Describe the bug
Distributor.doBatch (pkg/distributor/distributor.go:956-958) creates a timer-backed context via context.WithTimeout, but cancel() is not deferred in doBatch. Instead, it is only called from the cleanup callback passed to ring.DoBatch:
// pkg/distributor/distributor.go:956-957
// Use a background context to make sure all ingesters get samples even if we return early
localCtx, cancel := context.WithTimeout(context.Background(), d.cfg.RemoteTimeout)
defer func() {
if errors.Is(localCtx.Err(), context.DeadlineExceeded) {
d.distributorIngesterPushTimeout.Inc()
}
}()
Note the defer only checks deadline status — it does not call cancel(). The only call to cancel() is inside the cleanup callback:
// pkg/distributor/distributor.go:993-998
return d.send(localCtx, ingester, timeseries, metadata, req.Source, req.DiscardOutOfOrder)
}, func() {
cortexpb.ReuseSlice(req.Timeseries)
req.Free()
cancel()
})
ring.DoBatch runs that cleanup callback only after all per-instance goroutines finish, via a background goroutine:
// pkg/ring/batch.go:134-139
// Perform cleanup at the end.
go func() {
wg.Wait()
cleanup()
}()
However, DoBatch itself can return before that cleanup goroutine runs:
// pkg/ring/batch.go:141-148
select {
case err := <-tracker.err:
return err
case <-tracker.done:
return nil
case <-ctx.Done():
return ctx.Err()
}
Leak paths
-
Early return via ctx.Done(): When the parent request context is cancelled, DoBatch returns immediately. The cleanup goroutine is still waiting on wg.Wait(). The localCtx timer remains active until all outstanding ingester goroutines finish (which could take up to RemoteTimeout). The timer resource and request buffers (req.Timeseries, req.Free()) are delayed.
-
Callback panic: If callback() panics inside a submitted goroutine (pkg/ring/batch.go:128), wg.Done() is never called (it is not deferred — line 130). This causes wg.Wait() to block forever, and cleanup() / cancel() is never called. The timer leaks until RemoteTimeout expires, and the request buffers are permanently leaked.
-
e.Submit() panic: If the executor's Submit() panics (e.g., WorkerPool.Stop() closes the channel, then Submit() sends on it — pkg/util/worker_pool.go:61,69), the cleanup goroutine at lines 135-139 may never even start.

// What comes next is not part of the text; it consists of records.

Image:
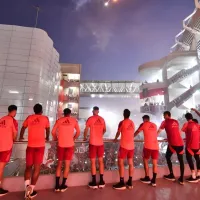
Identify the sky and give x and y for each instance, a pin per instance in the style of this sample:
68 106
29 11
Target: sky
110 42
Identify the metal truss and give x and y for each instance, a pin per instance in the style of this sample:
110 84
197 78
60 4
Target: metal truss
109 87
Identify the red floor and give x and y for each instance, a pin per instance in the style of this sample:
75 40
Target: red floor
165 190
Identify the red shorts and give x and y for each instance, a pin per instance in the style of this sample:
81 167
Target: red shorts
5 156
125 153
96 151
149 153
65 153
34 155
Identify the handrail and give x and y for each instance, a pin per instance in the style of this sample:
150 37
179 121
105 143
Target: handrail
197 4
83 141
188 28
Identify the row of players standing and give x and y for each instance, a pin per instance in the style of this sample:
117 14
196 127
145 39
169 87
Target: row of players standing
63 131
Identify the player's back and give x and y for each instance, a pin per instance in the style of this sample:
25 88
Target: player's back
36 129
7 128
150 135
127 128
66 126
173 132
97 126
192 135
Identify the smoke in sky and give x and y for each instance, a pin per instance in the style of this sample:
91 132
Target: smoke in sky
81 3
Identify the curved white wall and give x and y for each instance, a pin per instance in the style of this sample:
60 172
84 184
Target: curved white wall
29 71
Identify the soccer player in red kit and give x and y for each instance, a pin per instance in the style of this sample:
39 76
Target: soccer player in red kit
175 145
8 133
37 124
196 111
97 127
150 148
126 128
192 133
65 127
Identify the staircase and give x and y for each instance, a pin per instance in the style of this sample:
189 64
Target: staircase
183 74
183 97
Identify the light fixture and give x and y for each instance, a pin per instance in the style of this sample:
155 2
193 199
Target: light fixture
13 92
106 4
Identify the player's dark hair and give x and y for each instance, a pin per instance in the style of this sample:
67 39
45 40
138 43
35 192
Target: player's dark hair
195 120
127 113
95 108
146 117
37 108
12 108
167 113
67 111
188 116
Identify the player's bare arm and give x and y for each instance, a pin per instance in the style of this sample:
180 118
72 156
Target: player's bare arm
136 132
85 133
196 111
77 134
22 133
47 133
117 136
159 131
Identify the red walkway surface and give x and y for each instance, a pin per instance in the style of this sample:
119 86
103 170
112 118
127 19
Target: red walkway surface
165 190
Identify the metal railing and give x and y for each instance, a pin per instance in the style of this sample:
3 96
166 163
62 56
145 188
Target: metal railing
80 162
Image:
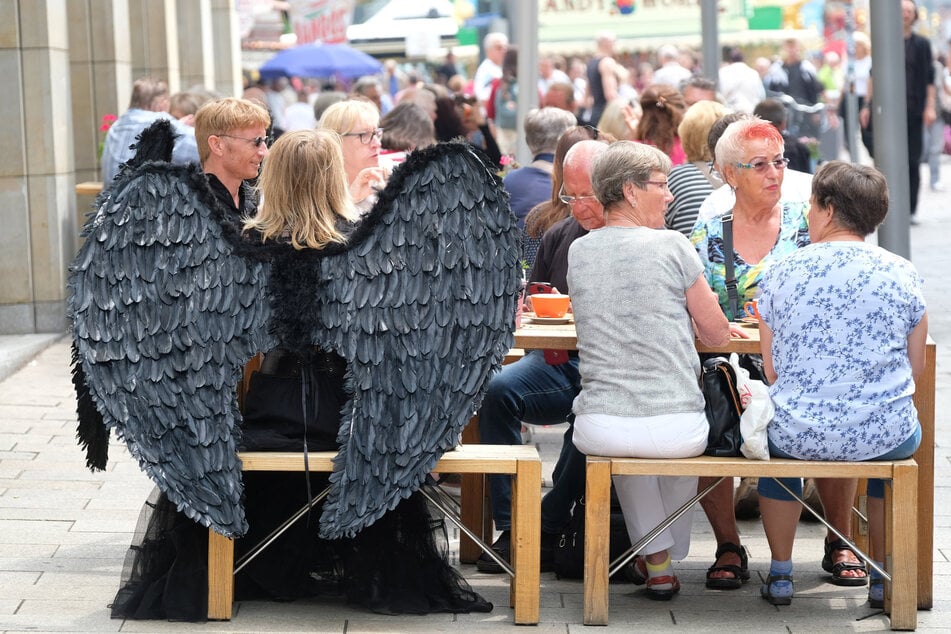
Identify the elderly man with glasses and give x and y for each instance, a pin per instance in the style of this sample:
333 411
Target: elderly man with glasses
232 143
539 389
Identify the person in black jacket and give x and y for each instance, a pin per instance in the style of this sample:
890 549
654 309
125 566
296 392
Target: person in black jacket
796 151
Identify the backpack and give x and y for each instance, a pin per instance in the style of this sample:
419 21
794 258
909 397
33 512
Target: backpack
506 104
569 551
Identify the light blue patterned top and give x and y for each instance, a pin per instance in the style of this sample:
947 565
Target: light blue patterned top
841 313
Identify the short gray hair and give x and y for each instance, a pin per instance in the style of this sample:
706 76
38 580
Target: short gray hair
731 147
621 163
544 126
494 38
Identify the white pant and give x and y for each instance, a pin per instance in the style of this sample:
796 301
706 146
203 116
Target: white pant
648 500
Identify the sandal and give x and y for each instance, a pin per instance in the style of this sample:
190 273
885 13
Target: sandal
876 593
665 594
837 568
741 573
637 571
766 591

Underlying DoBatch robustness issue
The submitted closures in DoBatch (pkg/ring/batch.go:127-131) do not use defer wg.Done():
wg.Add(len(instances))
for _, i := range instances {
e.Submit(func() {
err := callback(i.desc, i.indexes)
tracker.record(i, err)
wg.Done() // <-- not deferred; skipped on panic
})
}
This means any panic inside callback or tracker.record permanently blocks the cleanup goroutine. This is a systemic issue affecting all three production callers of DoBatch:
pkg/distributor/distributor.go:981 (this bug)

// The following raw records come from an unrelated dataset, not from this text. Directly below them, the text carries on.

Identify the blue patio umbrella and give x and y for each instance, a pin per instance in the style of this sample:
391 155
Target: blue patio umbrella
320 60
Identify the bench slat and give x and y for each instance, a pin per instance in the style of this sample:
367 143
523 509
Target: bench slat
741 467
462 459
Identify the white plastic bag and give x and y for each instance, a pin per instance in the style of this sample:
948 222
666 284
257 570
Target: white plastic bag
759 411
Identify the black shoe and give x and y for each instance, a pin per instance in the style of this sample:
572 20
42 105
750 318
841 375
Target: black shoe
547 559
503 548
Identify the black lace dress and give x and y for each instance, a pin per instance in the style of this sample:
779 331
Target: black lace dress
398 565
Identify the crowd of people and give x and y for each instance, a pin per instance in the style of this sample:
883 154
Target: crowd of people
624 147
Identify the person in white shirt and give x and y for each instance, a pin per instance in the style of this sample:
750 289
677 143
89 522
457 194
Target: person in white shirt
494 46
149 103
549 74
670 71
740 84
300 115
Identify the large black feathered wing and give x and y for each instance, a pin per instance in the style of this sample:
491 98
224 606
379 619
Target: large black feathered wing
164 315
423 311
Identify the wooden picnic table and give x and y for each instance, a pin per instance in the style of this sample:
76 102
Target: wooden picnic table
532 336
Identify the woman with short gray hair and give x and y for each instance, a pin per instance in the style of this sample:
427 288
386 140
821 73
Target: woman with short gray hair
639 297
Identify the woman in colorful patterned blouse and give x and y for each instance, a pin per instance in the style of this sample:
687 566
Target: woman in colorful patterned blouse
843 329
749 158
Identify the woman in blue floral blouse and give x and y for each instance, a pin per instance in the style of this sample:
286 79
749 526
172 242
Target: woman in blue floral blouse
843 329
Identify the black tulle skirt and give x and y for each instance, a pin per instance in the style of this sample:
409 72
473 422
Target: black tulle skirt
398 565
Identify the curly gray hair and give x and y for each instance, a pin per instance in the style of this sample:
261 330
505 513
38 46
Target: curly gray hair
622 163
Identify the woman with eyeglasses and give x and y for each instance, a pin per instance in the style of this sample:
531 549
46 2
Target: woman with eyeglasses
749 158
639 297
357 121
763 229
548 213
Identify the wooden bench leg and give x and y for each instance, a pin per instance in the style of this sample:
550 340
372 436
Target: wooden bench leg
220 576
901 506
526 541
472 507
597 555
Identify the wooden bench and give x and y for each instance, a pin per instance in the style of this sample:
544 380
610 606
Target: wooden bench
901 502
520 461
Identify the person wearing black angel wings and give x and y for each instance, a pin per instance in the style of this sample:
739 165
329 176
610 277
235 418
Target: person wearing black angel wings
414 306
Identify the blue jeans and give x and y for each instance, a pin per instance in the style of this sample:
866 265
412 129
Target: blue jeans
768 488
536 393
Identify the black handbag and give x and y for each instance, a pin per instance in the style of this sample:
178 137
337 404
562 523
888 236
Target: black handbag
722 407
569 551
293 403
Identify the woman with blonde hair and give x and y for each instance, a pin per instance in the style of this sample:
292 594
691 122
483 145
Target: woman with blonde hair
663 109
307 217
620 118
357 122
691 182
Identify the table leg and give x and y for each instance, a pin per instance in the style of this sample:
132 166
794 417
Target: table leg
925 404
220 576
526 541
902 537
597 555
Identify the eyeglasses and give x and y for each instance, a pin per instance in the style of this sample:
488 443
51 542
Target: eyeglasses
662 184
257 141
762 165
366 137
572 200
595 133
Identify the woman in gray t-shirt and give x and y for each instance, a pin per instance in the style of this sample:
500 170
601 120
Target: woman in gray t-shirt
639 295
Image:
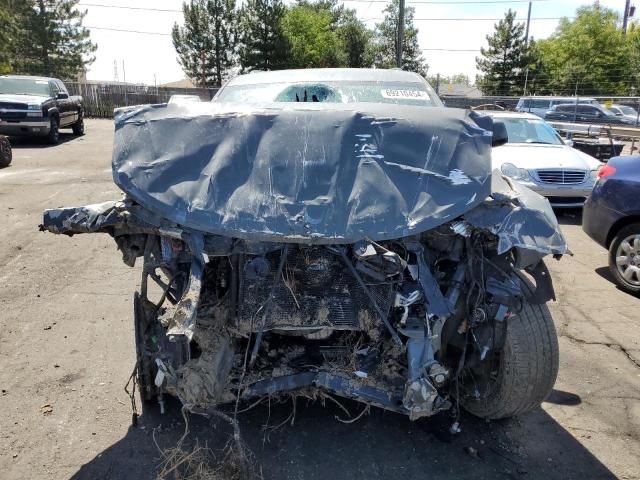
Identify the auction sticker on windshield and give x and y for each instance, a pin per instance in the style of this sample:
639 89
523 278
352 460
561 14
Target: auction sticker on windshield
397 93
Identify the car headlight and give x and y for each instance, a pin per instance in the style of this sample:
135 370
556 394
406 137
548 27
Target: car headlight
511 171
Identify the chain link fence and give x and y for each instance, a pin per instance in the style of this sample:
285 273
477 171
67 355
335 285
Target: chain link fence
101 99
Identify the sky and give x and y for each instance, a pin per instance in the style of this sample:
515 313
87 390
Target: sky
451 32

pkg/alertmanager/distributor.go:164
pkg/alertmanager/multitenant.go:1040
Expected behavior
doBatch should always release the timer associated with localCtx when it returns, regardless of how ring.DoBatch exits. ring.DoBatch should guarantee its cleanup callback is called on all paths, including panics.
Suggested fix direction
Two complementary fixes:
1. doBatch: defer cancel() with coordination
A simple defer cancel() would cancel localCtx while in-flight d.send() calls are still using it. Two approaches to handle this:
-
Split concerns: Let the defer only stop the timer (cancel() releases timer resources), and accept that in-flight sends using localCtx will observe a cancelled context. Since localCtx is derived from context.Background(), the sends are already bounded by RemoteTimeout — cancelling the context early just stops them sooner on the error/cancellation path, which is arguably correct behavior.
-
Use context.AfterFunc (Go 1.21+): Register cleanup on the parent context to cancel localCtx when the parent is done, while still allowing sends to complete normally.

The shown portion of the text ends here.